Arrivées à Praia vers 20 h, elles devaient y passer la nuit du lundi, toute la journée du mardi, avant de rentrer le lendemain mercredi à 11 h 40. Elle se répète : ‘’Pour montrer le caractère absurde de cet ostracisme, en allant au Cap-Vert, le vol est quasi vide, juste trois Sénégalais. Au retour, le vol est plein, avec beaucoup de Capverdiens. Et ils entrent chez nous sans problème. Au nom de quoi ils nous refusent l’entrée dans leur territoire ?’’

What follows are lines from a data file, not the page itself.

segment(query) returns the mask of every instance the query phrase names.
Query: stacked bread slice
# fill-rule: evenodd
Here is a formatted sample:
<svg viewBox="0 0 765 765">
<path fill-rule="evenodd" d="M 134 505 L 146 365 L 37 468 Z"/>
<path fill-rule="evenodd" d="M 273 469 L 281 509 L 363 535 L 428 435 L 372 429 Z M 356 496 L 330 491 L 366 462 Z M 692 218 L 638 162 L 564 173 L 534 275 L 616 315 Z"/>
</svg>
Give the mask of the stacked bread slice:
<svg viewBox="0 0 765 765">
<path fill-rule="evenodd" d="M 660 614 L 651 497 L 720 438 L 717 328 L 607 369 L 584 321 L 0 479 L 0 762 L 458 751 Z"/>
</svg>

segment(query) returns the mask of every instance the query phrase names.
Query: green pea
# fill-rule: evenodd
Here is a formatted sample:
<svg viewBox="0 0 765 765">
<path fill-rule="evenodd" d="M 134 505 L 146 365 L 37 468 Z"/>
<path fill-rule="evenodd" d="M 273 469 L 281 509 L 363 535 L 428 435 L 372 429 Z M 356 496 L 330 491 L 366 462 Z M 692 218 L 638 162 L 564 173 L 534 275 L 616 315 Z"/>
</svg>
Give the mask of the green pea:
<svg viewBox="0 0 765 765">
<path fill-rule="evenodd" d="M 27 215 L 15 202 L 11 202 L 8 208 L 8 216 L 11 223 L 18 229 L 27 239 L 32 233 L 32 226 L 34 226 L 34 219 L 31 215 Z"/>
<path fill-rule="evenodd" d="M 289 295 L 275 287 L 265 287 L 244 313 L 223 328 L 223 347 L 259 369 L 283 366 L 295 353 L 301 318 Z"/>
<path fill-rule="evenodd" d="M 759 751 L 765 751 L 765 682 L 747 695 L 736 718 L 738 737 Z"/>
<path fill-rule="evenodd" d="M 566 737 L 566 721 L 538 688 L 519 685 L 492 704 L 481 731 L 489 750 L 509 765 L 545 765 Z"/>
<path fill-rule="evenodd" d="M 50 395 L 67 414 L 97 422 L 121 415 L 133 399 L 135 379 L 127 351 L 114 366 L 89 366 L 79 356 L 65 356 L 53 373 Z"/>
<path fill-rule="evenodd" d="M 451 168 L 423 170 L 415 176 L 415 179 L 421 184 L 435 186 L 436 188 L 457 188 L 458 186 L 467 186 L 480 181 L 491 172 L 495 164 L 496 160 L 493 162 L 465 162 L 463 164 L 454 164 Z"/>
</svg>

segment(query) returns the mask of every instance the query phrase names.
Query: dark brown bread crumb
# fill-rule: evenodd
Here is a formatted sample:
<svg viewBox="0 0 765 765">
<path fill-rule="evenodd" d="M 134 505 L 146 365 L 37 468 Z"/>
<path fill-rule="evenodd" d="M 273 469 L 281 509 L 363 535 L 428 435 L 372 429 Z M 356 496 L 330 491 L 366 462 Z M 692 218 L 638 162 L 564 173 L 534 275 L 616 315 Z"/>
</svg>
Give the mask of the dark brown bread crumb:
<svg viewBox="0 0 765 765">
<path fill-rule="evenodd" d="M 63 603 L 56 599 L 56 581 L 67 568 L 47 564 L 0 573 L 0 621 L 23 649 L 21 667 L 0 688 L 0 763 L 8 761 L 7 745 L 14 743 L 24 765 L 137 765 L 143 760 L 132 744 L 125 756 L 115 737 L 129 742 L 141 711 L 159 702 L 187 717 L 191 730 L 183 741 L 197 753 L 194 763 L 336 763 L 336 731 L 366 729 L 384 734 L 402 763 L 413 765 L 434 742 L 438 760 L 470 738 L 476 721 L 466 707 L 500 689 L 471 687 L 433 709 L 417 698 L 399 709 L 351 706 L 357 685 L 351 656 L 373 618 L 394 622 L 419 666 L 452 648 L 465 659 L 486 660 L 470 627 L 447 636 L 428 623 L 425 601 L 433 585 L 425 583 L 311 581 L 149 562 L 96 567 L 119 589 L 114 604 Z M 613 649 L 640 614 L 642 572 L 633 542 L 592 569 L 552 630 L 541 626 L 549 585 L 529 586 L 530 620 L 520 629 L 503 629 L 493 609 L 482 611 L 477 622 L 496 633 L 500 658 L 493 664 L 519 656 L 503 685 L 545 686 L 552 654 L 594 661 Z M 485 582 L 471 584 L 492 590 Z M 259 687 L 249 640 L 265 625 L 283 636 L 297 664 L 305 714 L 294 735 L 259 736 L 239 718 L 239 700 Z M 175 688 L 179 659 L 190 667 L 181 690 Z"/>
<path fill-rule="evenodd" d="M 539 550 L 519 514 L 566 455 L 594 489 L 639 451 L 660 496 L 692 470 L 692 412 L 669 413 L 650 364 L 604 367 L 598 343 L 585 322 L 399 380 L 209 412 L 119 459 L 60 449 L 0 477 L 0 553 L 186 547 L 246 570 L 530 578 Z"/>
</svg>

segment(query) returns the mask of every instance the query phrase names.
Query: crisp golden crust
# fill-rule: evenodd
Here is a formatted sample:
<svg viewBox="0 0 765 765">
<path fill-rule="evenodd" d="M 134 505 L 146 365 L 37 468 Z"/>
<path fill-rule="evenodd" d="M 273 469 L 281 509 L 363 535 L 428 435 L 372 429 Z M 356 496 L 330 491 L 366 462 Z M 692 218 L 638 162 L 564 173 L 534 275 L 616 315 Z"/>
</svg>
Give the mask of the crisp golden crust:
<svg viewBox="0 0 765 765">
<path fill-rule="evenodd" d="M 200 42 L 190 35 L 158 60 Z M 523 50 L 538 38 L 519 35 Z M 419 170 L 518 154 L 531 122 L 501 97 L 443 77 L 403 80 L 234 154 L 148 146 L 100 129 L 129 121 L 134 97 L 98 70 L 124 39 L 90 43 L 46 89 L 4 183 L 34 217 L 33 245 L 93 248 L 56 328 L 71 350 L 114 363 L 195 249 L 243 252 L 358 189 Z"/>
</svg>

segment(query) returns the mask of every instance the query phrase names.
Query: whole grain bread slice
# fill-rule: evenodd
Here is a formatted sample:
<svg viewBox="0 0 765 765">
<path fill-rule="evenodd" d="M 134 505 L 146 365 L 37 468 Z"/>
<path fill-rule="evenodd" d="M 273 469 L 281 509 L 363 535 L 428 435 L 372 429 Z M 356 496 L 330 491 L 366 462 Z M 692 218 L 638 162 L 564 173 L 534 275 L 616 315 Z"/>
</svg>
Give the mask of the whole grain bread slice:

Les services du ministère des Affaires étrangères promettent d’instruire le dossier
Malgré l’amertume, Mme Sané a tenu à lever les équivoques. Pour elle, il ne s’agit nullement de s’en prendre aux Capverdiens qui vivent au Sénégal. Lesquels sont des amis, des parents, des collègues. Elle affirme : ‘’Nous ne parlons pas des Capverdiens. On a des Capverdiens qui sont des membres de notre famille, des collègues d’origine capverdienne. Il y a des Capverdiens qui sont plus sénégalais que moi qui vous parle. On n’a donc aucun problème avec eux. On parle de la police capverdienne ou de certains de ses agents qui sont à l’aéroport et qui refoulent illégalement les Sénégalais tous les jours. C’est inadmissible.’’
Sur le site cap-vert.co, il est mentionné que les ressortissants des États membres de la CEDEAO n’ont pas besoin de visa pour entrer au Cap-Vert. Il suffit d’être en possession d’un document de voyage en cours de validité, comme le laissez-passer de la CEDEAO ou un passeport. C’est du moins ce que prévoient les textes, puisque le pays est membre de cette organisation.
Jointes par téléphone, des sources du ministère des Affaires étrangères promettent d’instruire le dossier et d’y revenir plus tard. ‘’Nous n’avons pas encore toutes les informations pour réagir sur cette question. Nous vous reviendrons ultérieurement’’, a soutenu notre interlocuteur.